JE: As for the internal culture, given some of the stories that have hit the press about toxic cultures and with boards only meeting on a typical schedule of four to six times a year, how does a board monitor a culture? Do you do culture scans? 

MW: Yes. It's usually through employee surveys. Typically, boards will use them, and companies do what I call “snapshot surveys.” Several of the boards I sit on are doing surveys once a quarter, and then there’s an annual survey. And you’re looking for four or five hot spots, and, then, is there an action plan to improve? Are they measuring the success of those plans? Do we see the scores changing with the employees? Management owns that, and the board has oversight of it. And we are looking at the talent, the turnover, the temperature of the company. Are we seen as an employer of choice? Beyond our diversity stats at all levels, do our people feel like they belong and can have multiple careers with the company? Good governance at the board level ensures we have heterogenous groups who reflect the thinking of our employees, customers, communities and investors. Culture is our DEI standing, and the “S” in ESG of how all constituents view the company. 
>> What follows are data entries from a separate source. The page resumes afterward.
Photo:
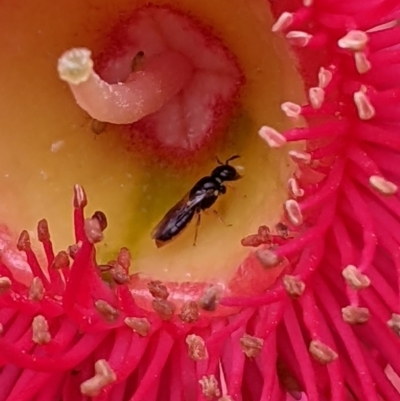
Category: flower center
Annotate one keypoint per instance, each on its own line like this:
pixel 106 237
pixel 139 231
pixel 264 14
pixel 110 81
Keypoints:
pixel 122 173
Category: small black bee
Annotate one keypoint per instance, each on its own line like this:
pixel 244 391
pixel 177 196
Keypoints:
pixel 201 197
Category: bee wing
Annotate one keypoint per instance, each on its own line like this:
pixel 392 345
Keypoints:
pixel 176 213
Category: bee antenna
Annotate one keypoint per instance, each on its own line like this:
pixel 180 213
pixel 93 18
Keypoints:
pixel 232 158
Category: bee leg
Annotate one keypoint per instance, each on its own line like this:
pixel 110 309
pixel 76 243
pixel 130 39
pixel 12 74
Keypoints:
pixel 221 219
pixel 197 228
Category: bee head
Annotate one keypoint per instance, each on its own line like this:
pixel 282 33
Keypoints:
pixel 225 173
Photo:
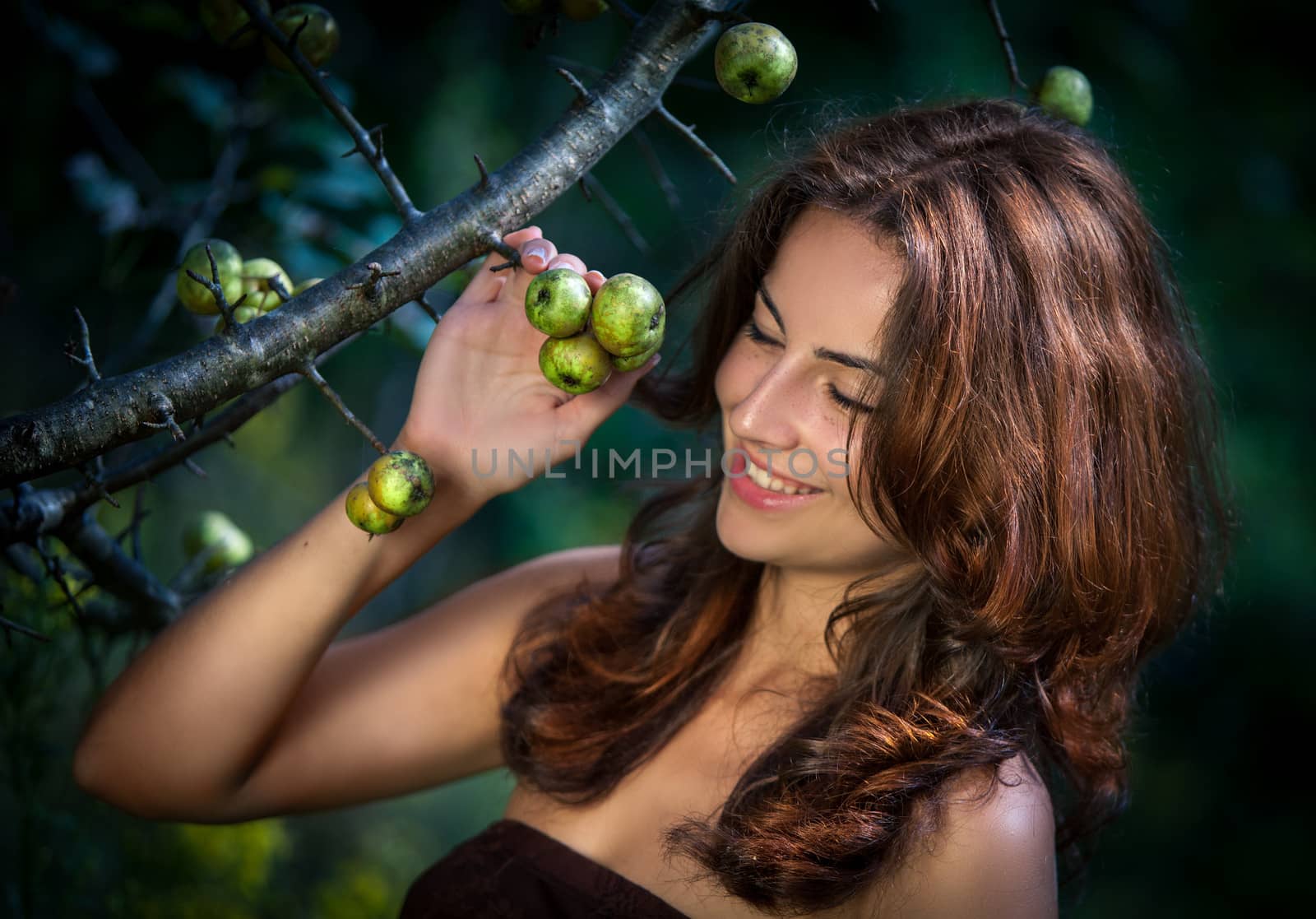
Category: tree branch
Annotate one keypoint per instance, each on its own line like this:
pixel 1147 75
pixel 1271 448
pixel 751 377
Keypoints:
pixel 116 410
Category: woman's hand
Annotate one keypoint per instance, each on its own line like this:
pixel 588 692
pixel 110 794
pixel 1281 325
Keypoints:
pixel 480 388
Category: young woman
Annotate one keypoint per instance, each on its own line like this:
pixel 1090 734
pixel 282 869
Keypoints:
pixel 954 335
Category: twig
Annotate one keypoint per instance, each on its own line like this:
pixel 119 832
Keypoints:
pixel 10 625
pixel 618 212
pixel 372 283
pixel 1004 43
pixel 688 133
pixel 86 355
pixel 646 151
pixel 221 186
pixel 322 385
pixel 359 136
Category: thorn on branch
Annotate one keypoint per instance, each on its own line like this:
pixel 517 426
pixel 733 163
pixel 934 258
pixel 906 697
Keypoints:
pixel 276 286
pixel 688 133
pixel 311 373
pixel 164 411
pixel 582 94
pixel 372 283
pixel 377 138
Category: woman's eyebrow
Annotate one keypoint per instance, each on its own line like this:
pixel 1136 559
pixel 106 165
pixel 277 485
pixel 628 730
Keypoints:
pixel 822 353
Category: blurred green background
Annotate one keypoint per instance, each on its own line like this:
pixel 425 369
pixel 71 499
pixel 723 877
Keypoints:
pixel 1203 107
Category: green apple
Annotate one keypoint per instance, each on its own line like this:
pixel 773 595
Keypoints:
pixel 401 484
pixel 577 364
pixel 366 515
pixel 754 63
pixel 1066 94
pixel 628 315
pixel 224 17
pixel 319 39
pixel 583 11
pixel 214 530
pixel 636 361
pixel 557 302
pixel 195 295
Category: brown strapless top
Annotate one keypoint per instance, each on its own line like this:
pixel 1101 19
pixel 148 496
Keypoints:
pixel 512 870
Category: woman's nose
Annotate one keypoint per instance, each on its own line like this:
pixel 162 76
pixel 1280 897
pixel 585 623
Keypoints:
pixel 769 414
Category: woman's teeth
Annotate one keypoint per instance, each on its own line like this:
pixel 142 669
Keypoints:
pixel 762 480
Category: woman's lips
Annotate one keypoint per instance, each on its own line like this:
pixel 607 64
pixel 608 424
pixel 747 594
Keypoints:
pixel 758 497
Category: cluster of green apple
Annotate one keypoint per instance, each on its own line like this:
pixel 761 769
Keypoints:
pixel 230 26
pixel 618 328
pixel 578 11
pixel 398 486
pixel 252 286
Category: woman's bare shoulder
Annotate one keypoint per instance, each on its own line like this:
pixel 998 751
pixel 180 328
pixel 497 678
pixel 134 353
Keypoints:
pixel 993 853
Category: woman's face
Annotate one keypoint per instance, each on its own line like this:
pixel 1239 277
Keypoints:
pixel 827 291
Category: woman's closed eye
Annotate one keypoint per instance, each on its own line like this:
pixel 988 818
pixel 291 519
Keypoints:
pixel 757 336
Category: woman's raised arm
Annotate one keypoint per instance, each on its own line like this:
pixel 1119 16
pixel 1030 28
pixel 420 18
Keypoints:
pixel 188 724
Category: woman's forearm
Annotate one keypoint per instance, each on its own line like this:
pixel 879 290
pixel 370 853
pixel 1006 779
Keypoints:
pixel 191 715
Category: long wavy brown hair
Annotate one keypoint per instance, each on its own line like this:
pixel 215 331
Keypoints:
pixel 1048 453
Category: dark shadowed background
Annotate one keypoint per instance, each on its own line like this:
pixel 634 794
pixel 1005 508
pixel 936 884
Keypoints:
pixel 1208 109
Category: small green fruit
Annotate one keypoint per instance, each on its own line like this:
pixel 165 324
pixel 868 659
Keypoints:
pixel 636 361
pixel 557 302
pixel 524 7
pixel 224 17
pixel 754 63
pixel 306 285
pixel 195 295
pixel 583 11
pixel 212 528
pixel 257 283
pixel 243 313
pixel 401 484
pixel 577 364
pixel 1066 94
pixel 628 315
pixel 366 515
pixel 319 39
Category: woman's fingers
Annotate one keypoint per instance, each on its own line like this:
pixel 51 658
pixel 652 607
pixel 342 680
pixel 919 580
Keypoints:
pixel 537 253
pixel 568 261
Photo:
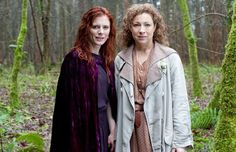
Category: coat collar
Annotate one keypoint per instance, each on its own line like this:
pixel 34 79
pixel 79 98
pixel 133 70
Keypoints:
pixel 160 52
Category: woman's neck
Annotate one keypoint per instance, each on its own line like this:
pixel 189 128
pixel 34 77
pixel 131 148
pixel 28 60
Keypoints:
pixel 144 48
pixel 95 50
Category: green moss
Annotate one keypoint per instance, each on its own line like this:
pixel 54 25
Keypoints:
pixel 192 48
pixel 225 134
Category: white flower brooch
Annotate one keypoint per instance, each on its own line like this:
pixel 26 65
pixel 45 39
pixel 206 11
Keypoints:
pixel 162 65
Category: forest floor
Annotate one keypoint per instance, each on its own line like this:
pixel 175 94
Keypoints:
pixel 37 96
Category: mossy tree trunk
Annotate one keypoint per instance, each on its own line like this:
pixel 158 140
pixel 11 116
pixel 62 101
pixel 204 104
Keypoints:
pixel 45 7
pixel 192 48
pixel 18 55
pixel 225 134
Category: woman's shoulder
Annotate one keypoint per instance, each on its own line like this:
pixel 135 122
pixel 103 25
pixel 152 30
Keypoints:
pixel 73 53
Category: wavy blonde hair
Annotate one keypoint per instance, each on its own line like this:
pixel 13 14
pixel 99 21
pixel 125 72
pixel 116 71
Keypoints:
pixel 160 33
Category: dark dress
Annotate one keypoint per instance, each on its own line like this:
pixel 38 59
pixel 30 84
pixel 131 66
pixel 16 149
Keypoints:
pixel 79 119
pixel 102 102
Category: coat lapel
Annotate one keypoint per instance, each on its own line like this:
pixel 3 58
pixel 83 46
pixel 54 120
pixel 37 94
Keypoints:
pixel 154 72
pixel 126 71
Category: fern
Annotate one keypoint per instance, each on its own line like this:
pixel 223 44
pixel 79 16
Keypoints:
pixel 204 119
pixel 34 140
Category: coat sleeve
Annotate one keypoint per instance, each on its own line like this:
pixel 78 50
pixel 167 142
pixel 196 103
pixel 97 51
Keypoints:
pixel 181 112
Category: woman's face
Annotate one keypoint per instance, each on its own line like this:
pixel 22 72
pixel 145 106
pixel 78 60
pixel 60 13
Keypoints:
pixel 142 29
pixel 99 31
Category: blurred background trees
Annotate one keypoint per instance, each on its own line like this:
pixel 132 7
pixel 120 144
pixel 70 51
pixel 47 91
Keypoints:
pixel 52 26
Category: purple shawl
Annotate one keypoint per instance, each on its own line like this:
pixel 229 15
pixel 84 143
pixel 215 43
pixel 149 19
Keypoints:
pixel 75 120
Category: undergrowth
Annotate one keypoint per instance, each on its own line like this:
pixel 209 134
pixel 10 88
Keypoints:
pixel 30 126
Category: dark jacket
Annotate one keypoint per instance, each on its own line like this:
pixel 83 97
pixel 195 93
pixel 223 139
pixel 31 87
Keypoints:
pixel 75 121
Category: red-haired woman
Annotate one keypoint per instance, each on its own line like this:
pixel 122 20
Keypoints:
pixel 85 107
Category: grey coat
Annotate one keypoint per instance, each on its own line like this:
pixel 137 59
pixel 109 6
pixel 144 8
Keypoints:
pixel 166 104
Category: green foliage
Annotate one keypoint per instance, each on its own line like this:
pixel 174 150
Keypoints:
pixel 225 135
pixel 204 119
pixel 34 141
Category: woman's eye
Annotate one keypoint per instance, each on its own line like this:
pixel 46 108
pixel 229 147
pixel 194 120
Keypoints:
pixel 136 25
pixel 95 27
pixel 105 27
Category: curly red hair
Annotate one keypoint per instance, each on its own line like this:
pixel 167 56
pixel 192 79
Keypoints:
pixel 82 43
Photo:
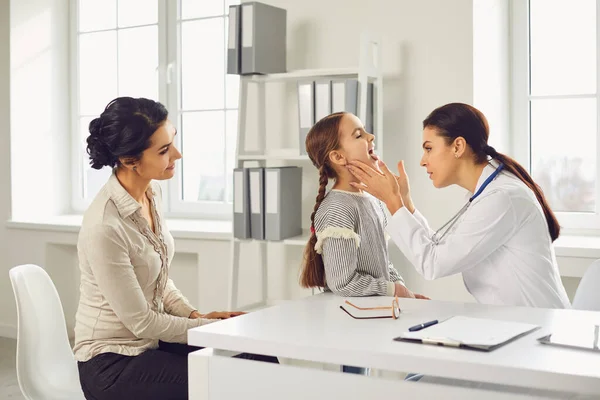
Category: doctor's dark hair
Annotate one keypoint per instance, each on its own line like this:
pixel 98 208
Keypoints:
pixel 123 131
pixel 322 139
pixel 462 120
Communicating with External Constituents/Activists

JE: Should boards write an “activist’s letter" to themselves, as the board of HP did when you were on it? Should a board examine itself and say, “If I was an activist, this is how I would look at and evaluate the company”?

MW: Yes, I think it’s a healthy process, because it takes a third-party perspective, and it puts the board in a mindset that we’re going to be on the other side of the table now. Since the board knows the company well, probably better than the activist would, we can be very thoughtful and probing. Where are the attack points? And what would we do about that if it happened, and what should we do now to make sure it doesn’t?

Going through that exercise with the top leaders in the company gets them in a frame of mind of making sure that they're paranoid enough. I find that CEOs and leadership teams tend to be wildly optimistic. There’s a goodness to that, but leadership often thinks and acts like, “Oh, that will never happen to me. It’s going to happen to somebody else.” But stuff happens to everybody. I think boards being realistic in that way is important.

Another external factor that is taking time and is frustrating for boards right now — and it’s a new phenomenon — is these organizations that have cropped up with multiple proposals to go in front of your shareholders. It could be animal rights issues, ESG issues, etc. In many cases, these proposal groups are cause-oriented and the proposals go to many companies. Boards have to decide if the proposals have merit or not. Do these proposals benefit our stakeholder relationships and/or our returns to shareholders?

JE: What about taking a stand on social issues? How does the board view those issues or talk about that with their CEOs, whether it be abortion, gun control or other social, geopolitical or economic issues?

MW: I think it depends on the business you’re in. As an example, if you sell guns, you better be talking about that subject, but gun control is not necessarily something we talk about at just any board meeting.

I think our focus at the board level has to do with the company and the risk to the company. That should be the standard that we judge by. There’s a lot of things we don’t need to get involved in, and then other things we are required to be involved in. It shouldn’t be personal. It shouldn’t be about what the CEO thinks. It should be about business. This is not somebody’s soapbox. And that’s what happens in some companies. It becomes a personal quest, and that’s not what companies should do. 

Maggie Wilderotter is a public company director at Costco, Lyft and Sana Biotechnology and chairman of the board at DocuSign (as well as interim CEO). She has served on 36 public company and 15 private company boards, including leadership roles for Hewlett-Packard Enterprises, Xerox and The Procter & Gamble Company. 

Janice Ellig is the CEO of Ellig Group, a global DEI-focused executive and board search firm. She has held executive roles at Pfizer, Citi and Ambac Financial.